Finalize Headnode Setup#
The following steps are needed to ensure successful provisioning of the control plane nodes and the GB200 NVL72 rack(s).
Setting the Bond Priority for ipminet reachability#
For the RA, the correct bond priorities must be set so that bond1 on the headnode can reach all the IPMI networks within the cluster.
cmsh; network
use internalnet
show
set gatewaymetric 5
commit
use ipminet0
set gatewaymetric 10
show
commit
quit
Update Partition(base) to Complete Type 3 Network Setup for DGX GB200 Systems#
In the initial setup of the head node, a Type 3 network is selected, and a management network is defined (for DGX SuperPOD). However, in the partition settings, the external network setting needs to be changed from managementnet to internalnet. After this setting is changed, managementnet can be removed from the list of networks in the cluster.
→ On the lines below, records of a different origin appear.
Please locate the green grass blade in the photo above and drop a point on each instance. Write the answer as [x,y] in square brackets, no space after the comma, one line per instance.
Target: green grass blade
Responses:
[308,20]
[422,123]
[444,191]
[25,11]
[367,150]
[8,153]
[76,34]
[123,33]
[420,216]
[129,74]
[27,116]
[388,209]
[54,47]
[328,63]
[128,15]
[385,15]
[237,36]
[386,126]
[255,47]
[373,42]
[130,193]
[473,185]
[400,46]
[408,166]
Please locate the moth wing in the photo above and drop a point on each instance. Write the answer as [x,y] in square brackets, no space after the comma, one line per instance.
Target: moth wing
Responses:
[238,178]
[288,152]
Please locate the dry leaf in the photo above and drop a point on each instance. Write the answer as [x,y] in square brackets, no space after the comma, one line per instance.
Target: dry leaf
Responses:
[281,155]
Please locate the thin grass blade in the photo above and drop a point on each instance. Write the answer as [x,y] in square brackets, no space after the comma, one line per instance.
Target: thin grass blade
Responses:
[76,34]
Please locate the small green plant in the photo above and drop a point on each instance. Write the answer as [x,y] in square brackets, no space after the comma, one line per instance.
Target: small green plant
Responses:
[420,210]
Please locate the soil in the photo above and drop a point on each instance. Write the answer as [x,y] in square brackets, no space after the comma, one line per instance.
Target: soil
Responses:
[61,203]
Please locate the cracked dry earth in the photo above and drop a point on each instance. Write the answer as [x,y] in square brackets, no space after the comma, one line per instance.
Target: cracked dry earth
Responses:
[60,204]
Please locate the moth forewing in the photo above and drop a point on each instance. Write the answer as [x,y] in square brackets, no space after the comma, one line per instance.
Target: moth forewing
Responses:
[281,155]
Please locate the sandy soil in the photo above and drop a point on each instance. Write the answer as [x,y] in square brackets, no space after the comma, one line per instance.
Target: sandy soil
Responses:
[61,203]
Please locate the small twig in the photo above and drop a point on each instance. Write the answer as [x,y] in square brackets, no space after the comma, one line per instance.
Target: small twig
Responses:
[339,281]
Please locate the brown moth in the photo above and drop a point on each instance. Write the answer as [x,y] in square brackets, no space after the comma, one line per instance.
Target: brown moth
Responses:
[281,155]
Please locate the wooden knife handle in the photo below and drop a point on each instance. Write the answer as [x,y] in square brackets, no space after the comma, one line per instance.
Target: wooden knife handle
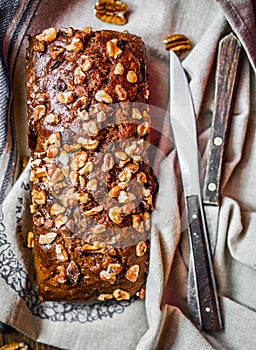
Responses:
[228,57]
[207,298]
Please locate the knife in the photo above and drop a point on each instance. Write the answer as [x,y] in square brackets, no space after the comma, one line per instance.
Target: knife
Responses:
[183,122]
[226,72]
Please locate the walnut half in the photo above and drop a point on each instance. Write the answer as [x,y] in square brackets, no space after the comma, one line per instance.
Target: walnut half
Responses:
[111,11]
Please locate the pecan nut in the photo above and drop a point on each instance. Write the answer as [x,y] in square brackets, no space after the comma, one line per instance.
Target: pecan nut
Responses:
[111,11]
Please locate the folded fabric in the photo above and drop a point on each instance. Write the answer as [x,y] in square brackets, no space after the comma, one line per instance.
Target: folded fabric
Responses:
[161,321]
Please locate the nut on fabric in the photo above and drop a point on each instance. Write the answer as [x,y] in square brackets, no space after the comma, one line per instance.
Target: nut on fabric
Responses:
[111,11]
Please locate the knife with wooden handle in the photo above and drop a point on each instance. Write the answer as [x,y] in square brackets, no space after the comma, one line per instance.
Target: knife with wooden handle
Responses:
[183,121]
[227,64]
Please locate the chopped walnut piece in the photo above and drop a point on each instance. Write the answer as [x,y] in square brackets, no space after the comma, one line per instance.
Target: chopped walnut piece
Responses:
[33,208]
[106,276]
[38,219]
[54,139]
[94,211]
[87,63]
[121,155]
[143,129]
[115,215]
[115,191]
[137,223]
[120,294]
[111,11]
[79,76]
[119,69]
[61,253]
[64,158]
[136,114]
[39,46]
[39,112]
[121,92]
[47,35]
[136,158]
[36,163]
[57,209]
[47,238]
[89,144]
[91,128]
[75,45]
[141,248]
[141,293]
[103,297]
[130,150]
[83,198]
[101,117]
[52,151]
[108,162]
[112,48]
[146,191]
[73,177]
[30,239]
[98,229]
[132,273]
[79,160]
[71,148]
[67,31]
[149,199]
[126,197]
[131,76]
[39,197]
[73,272]
[86,169]
[114,268]
[128,208]
[102,96]
[57,176]
[66,97]
[55,52]
[83,114]
[92,185]
[61,276]
[133,168]
[96,246]
[51,119]
[125,175]
[79,104]
[141,177]
[40,172]
[61,220]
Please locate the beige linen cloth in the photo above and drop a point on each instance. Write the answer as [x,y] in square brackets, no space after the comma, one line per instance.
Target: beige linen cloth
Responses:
[160,322]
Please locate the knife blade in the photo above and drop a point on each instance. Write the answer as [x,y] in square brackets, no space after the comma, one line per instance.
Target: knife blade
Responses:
[183,122]
[226,72]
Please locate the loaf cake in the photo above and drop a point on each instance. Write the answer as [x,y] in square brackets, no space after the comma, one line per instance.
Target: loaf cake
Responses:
[91,184]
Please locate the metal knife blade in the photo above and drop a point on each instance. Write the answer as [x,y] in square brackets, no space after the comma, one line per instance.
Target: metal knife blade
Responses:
[226,72]
[183,123]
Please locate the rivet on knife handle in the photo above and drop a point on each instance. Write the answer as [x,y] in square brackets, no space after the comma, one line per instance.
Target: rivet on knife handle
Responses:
[208,305]
[228,57]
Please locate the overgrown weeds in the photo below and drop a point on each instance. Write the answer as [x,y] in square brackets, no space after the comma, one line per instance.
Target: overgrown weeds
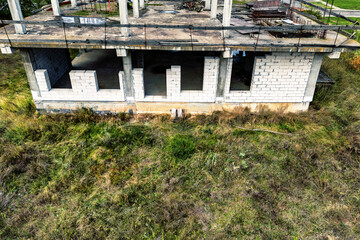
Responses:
[84,175]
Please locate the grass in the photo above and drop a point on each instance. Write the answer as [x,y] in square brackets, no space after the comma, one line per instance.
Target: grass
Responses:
[340,21]
[89,176]
[348,4]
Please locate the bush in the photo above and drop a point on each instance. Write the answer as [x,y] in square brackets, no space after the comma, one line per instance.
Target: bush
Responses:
[182,146]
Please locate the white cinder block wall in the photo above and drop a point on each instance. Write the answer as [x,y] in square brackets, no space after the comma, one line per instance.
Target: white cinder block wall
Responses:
[277,77]
[173,84]
[84,88]
[84,81]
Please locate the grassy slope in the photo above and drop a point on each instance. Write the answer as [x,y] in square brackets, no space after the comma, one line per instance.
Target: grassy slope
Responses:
[347,4]
[94,177]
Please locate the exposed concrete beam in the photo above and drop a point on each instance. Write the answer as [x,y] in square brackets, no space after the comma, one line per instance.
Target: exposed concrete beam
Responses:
[56,8]
[73,3]
[207,4]
[121,52]
[227,15]
[6,50]
[313,76]
[142,4]
[16,15]
[213,12]
[124,17]
[136,13]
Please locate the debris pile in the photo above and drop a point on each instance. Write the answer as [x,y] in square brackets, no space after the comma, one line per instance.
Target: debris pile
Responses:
[269,9]
[192,5]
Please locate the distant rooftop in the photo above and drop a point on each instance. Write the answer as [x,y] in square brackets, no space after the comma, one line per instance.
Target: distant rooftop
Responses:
[163,38]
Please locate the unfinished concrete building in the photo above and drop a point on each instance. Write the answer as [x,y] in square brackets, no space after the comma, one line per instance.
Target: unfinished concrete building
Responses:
[164,55]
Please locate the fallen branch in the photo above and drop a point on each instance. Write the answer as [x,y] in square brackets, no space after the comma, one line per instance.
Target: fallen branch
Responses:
[264,130]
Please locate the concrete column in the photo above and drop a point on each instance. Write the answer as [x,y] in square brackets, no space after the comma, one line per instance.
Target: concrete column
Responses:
[136,8]
[207,4]
[124,17]
[313,76]
[227,15]
[56,8]
[225,70]
[16,15]
[73,3]
[30,68]
[128,82]
[142,4]
[213,9]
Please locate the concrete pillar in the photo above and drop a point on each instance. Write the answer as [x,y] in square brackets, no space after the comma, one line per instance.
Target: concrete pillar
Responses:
[30,68]
[128,84]
[313,76]
[73,3]
[56,8]
[16,15]
[142,4]
[213,9]
[124,17]
[136,8]
[225,71]
[227,15]
[207,4]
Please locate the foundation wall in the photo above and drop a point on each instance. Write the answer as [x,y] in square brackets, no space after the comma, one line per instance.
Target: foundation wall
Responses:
[280,77]
[55,61]
[279,83]
[84,88]
[173,85]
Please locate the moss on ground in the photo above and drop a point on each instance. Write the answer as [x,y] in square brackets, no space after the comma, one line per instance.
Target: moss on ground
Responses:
[89,176]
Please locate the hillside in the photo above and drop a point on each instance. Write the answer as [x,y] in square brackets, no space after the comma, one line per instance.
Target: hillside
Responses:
[89,176]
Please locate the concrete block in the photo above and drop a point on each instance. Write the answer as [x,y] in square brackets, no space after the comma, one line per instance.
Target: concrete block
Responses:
[173,113]
[121,52]
[7,50]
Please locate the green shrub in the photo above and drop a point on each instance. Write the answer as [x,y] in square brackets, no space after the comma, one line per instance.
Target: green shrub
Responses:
[182,146]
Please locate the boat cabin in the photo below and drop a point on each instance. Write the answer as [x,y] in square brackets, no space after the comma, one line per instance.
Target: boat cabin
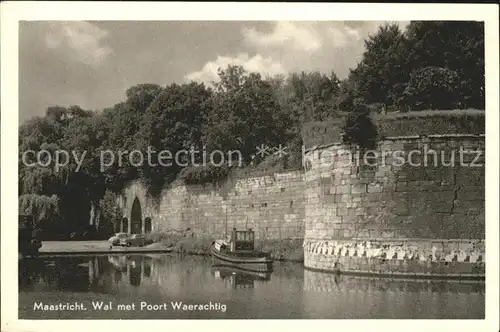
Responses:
[242,240]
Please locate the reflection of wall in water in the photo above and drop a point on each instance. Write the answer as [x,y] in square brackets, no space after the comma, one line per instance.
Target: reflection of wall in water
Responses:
[328,282]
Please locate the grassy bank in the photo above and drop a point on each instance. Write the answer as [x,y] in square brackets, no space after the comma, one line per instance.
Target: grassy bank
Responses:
[186,242]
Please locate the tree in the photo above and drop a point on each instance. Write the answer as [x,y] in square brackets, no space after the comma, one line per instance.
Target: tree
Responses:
[455,45]
[245,114]
[382,73]
[432,88]
[173,123]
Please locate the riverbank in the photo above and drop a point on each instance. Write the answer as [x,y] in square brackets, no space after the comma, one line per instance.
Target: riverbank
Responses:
[285,250]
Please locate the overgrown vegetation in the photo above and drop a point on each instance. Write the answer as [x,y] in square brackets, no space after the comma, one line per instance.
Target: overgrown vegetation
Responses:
[430,65]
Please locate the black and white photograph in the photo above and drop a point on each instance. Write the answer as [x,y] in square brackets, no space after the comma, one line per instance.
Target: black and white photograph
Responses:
[228,169]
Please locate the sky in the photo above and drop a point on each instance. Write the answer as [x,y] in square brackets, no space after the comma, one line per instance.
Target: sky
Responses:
[92,64]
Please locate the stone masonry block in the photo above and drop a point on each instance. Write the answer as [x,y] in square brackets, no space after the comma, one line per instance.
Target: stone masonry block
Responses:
[358,188]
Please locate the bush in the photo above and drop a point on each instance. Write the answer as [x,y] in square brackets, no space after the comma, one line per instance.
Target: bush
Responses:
[360,129]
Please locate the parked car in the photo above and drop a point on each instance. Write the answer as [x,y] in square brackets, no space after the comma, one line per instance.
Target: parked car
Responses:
[115,239]
[138,240]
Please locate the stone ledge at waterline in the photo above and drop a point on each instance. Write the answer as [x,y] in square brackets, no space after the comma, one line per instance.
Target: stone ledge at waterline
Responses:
[460,259]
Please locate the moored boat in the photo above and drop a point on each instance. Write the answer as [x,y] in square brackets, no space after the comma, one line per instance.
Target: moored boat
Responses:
[240,252]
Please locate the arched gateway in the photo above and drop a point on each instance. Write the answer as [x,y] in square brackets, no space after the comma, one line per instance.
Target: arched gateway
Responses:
[136,217]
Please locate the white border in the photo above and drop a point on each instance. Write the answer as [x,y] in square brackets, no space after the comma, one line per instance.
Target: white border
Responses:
[13,12]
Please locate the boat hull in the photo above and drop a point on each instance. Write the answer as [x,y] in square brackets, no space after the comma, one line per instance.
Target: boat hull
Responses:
[250,263]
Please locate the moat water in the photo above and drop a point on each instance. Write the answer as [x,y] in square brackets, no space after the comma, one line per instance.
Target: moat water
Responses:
[163,286]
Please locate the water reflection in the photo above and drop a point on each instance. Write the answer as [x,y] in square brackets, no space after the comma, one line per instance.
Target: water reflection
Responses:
[289,292]
[238,278]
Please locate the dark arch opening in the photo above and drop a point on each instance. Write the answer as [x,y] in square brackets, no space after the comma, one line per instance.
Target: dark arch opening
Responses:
[136,217]
[125,225]
[147,225]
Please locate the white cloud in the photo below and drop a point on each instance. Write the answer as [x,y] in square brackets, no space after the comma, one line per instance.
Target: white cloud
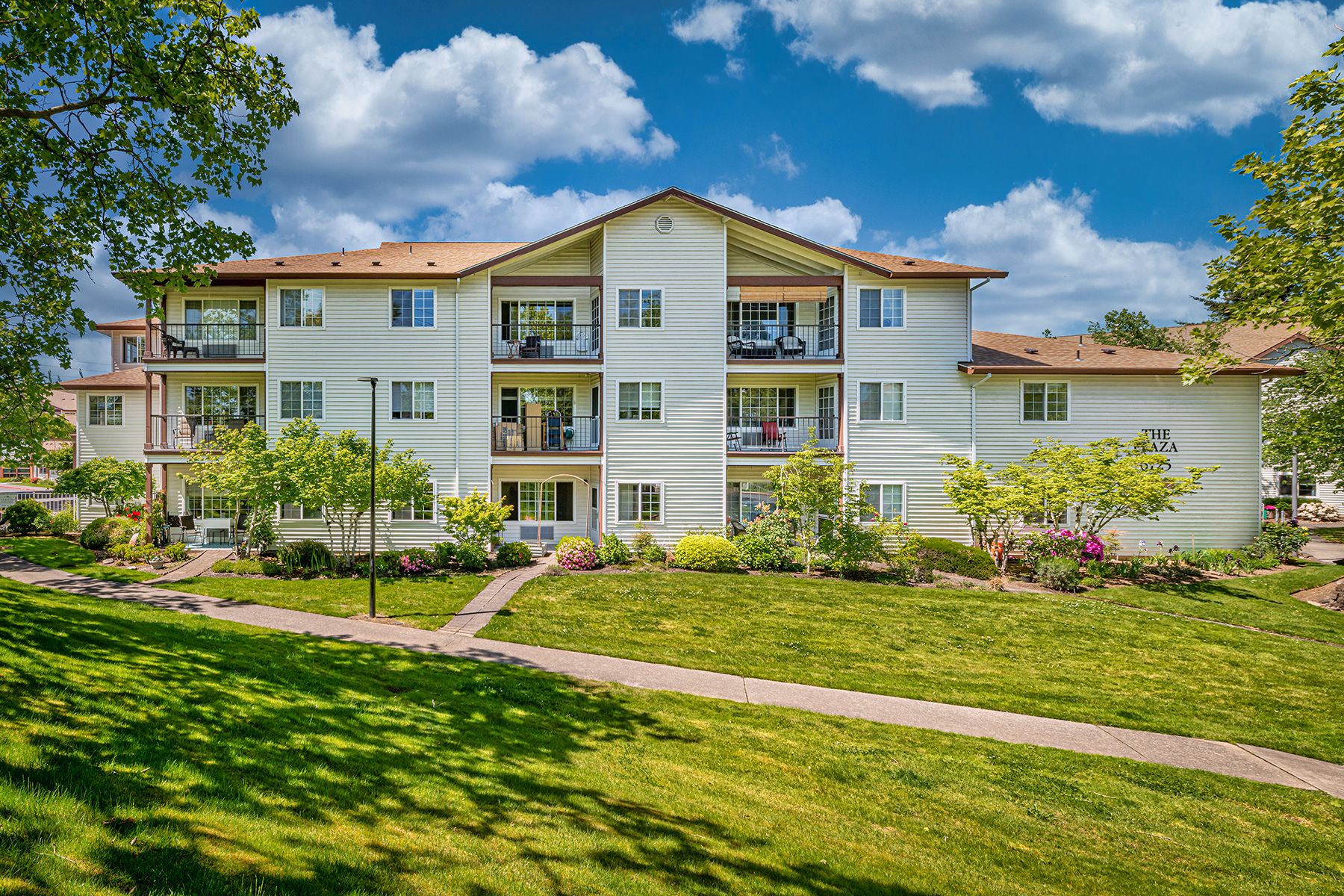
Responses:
[712,22]
[437,124]
[774,155]
[1062,272]
[1116,65]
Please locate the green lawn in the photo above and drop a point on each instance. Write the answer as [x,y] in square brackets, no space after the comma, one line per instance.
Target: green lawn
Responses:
[60,554]
[1033,653]
[426,602]
[154,753]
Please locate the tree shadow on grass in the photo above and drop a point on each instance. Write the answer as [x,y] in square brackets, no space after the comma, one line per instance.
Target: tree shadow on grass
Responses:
[218,759]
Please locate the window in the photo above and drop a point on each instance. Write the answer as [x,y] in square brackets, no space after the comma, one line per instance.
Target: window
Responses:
[640,401]
[104,410]
[638,503]
[887,500]
[132,349]
[299,512]
[302,398]
[413,401]
[539,501]
[1045,402]
[413,308]
[302,307]
[882,308]
[420,509]
[882,402]
[638,308]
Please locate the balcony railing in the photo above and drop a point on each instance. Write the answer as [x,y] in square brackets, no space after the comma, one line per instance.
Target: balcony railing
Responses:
[784,435]
[190,432]
[783,341]
[547,433]
[544,341]
[208,340]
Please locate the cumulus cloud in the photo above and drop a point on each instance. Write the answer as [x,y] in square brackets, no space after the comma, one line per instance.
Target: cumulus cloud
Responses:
[712,22]
[436,124]
[1116,65]
[1063,273]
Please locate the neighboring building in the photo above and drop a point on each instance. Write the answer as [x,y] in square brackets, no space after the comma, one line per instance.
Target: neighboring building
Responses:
[647,367]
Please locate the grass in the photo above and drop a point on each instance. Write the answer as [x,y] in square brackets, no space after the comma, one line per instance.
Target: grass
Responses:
[148,751]
[69,556]
[423,602]
[1031,653]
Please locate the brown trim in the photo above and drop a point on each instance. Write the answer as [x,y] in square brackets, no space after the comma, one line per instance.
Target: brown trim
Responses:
[544,280]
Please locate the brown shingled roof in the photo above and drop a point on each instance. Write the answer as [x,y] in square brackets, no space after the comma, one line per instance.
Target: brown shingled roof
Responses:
[1012,354]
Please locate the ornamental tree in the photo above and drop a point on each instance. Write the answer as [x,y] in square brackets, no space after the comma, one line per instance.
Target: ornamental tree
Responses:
[119,120]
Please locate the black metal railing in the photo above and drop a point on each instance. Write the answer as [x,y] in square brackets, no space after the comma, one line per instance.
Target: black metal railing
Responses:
[546,433]
[190,432]
[783,435]
[546,340]
[784,341]
[208,340]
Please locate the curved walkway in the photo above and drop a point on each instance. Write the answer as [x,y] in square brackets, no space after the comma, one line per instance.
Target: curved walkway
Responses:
[1239,761]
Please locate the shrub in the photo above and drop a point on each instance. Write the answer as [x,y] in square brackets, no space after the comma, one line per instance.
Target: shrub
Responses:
[26,517]
[107,531]
[472,558]
[514,554]
[707,554]
[576,553]
[1061,574]
[613,551]
[768,541]
[62,523]
[952,556]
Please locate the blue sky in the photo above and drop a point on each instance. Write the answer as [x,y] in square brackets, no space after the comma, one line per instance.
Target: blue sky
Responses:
[1082,147]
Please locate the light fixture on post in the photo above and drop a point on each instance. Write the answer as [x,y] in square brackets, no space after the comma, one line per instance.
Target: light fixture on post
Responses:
[373,492]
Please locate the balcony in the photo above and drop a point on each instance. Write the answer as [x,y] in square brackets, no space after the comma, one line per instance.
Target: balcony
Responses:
[780,435]
[193,432]
[783,341]
[549,435]
[218,341]
[546,341]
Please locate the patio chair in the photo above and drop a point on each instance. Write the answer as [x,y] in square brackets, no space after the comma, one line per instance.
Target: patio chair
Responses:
[791,346]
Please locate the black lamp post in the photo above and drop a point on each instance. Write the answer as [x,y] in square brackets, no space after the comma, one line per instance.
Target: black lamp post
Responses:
[373,492]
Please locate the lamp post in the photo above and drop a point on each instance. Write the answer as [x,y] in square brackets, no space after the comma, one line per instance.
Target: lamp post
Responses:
[373,492]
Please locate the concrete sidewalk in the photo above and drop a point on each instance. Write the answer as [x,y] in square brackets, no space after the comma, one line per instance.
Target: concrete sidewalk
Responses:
[1239,761]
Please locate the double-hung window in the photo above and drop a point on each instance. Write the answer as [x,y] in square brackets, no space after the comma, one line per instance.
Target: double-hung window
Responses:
[302,307]
[638,308]
[413,308]
[640,401]
[882,308]
[105,410]
[413,401]
[882,402]
[302,398]
[638,503]
[1045,402]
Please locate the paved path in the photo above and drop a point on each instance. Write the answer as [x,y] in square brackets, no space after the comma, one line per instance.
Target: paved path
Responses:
[1239,761]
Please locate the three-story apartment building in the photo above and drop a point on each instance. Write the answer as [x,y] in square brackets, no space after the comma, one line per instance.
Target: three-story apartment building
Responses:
[645,368]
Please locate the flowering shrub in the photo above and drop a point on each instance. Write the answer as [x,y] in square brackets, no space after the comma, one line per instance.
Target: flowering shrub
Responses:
[576,553]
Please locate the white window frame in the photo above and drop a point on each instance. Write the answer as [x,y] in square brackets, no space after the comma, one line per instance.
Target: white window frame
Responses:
[280,308]
[663,307]
[1068,403]
[638,484]
[663,402]
[120,398]
[882,301]
[391,388]
[905,402]
[280,405]
[413,327]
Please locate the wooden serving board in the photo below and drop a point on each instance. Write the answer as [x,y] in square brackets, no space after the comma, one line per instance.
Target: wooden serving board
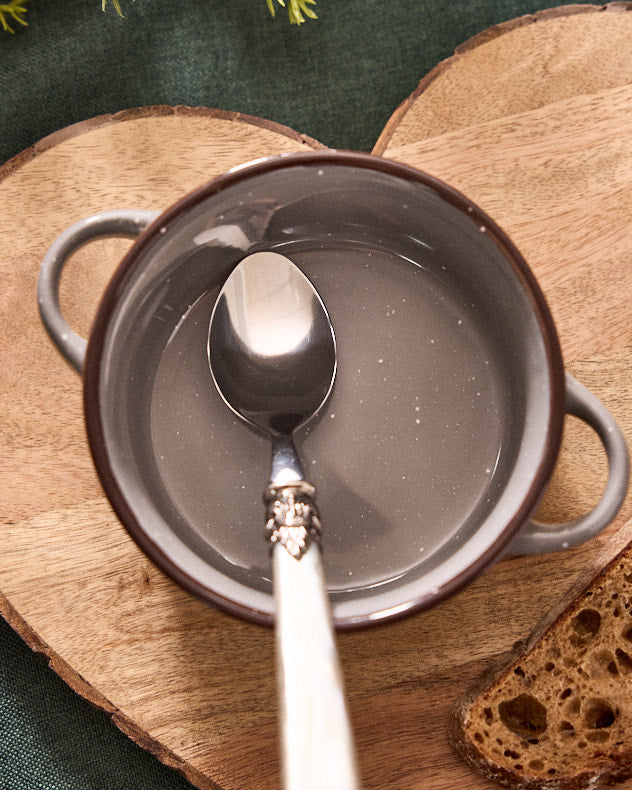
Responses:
[531,120]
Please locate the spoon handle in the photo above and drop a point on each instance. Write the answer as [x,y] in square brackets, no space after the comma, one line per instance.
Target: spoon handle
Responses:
[317,742]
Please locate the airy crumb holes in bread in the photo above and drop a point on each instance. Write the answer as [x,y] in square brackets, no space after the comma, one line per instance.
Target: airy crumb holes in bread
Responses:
[558,714]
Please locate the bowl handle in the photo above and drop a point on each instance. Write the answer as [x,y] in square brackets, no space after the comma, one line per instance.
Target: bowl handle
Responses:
[122,222]
[538,538]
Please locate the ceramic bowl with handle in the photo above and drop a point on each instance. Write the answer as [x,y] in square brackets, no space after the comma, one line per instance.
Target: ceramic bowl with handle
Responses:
[446,418]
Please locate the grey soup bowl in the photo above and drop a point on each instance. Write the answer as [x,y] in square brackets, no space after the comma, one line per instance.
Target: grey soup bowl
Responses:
[445,420]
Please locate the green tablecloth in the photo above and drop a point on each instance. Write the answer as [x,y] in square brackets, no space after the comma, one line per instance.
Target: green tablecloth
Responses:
[337,79]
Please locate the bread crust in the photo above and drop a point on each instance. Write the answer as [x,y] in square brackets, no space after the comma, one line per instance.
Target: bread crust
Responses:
[563,694]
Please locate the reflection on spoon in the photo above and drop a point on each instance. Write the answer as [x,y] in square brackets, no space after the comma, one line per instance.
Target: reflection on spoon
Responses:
[272,355]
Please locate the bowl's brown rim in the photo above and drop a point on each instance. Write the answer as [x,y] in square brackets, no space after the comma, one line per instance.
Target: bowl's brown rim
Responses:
[114,289]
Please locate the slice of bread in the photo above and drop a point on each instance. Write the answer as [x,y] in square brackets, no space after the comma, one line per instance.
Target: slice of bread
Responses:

cmsh;partition;set externalnetwork internalnet;commit
Note
The head node needs to be rebooted to ensure these changes take effect.
Reference: Partition(base) settings for Type 3 networks on DGX GB200.
[a03-p1-head-01->partition[base]]% show
.. code-block:: console
[a03-p1-head-01->partition[base]]% show
Parameter Value
-------------------------------------- ---------------------------
Cluster name Equinix SV11 GB200
Revision
Cluster reference architecture
Administrator e-mail
Name base
Headnode a03-p1-head-01
Node basename node
Node digits 3
Name servers 10.61.13.53
Name servers from dhcp
Time servers 10.10.10.53,10.10.10.54
Search domains nvidia.com
Relay Host
Externally visible IP 0.0.0.0
Time zone America/Los_Angeles
BMC Settings <submode>
SNMP Settings <submode>
DPU Settings <submode>
SELinux Settings <submode>
Access Settings <submode>
Provisioning Settings <submode>
ZTP settings <submode>
ZTP new switch settings <submode>
NetQ settings <submode>
UFM settings <submode>
NMX-M settings <submode>
Default burn configuration default-destructive
External network internalnet # will initially be managementnet
Management network internalnet
No zero conf no
Default category default-ubuntu2404-aarch64
ArchOS <2 in submode>
Sign installer certificates AUTO
Failover b03-p1-head-02
Failover groups <0 in submode>
Burn configs <3 in submode>
Notes <0B>
Wlm job power usage settings <submode>
Leak action policies <5 in submode>
Active leak action policy
BMS Cronus
Prometheus metric forwarders <0 in submode>
fsexports#
To ensure that various file paths are available on other networks, the following needs to be done:
Verify fsexports.
For initial single headnode deployments, CMDaemon (cmd) on the head node will define fsexports automatically for any networks that are assigned as management/boot networks.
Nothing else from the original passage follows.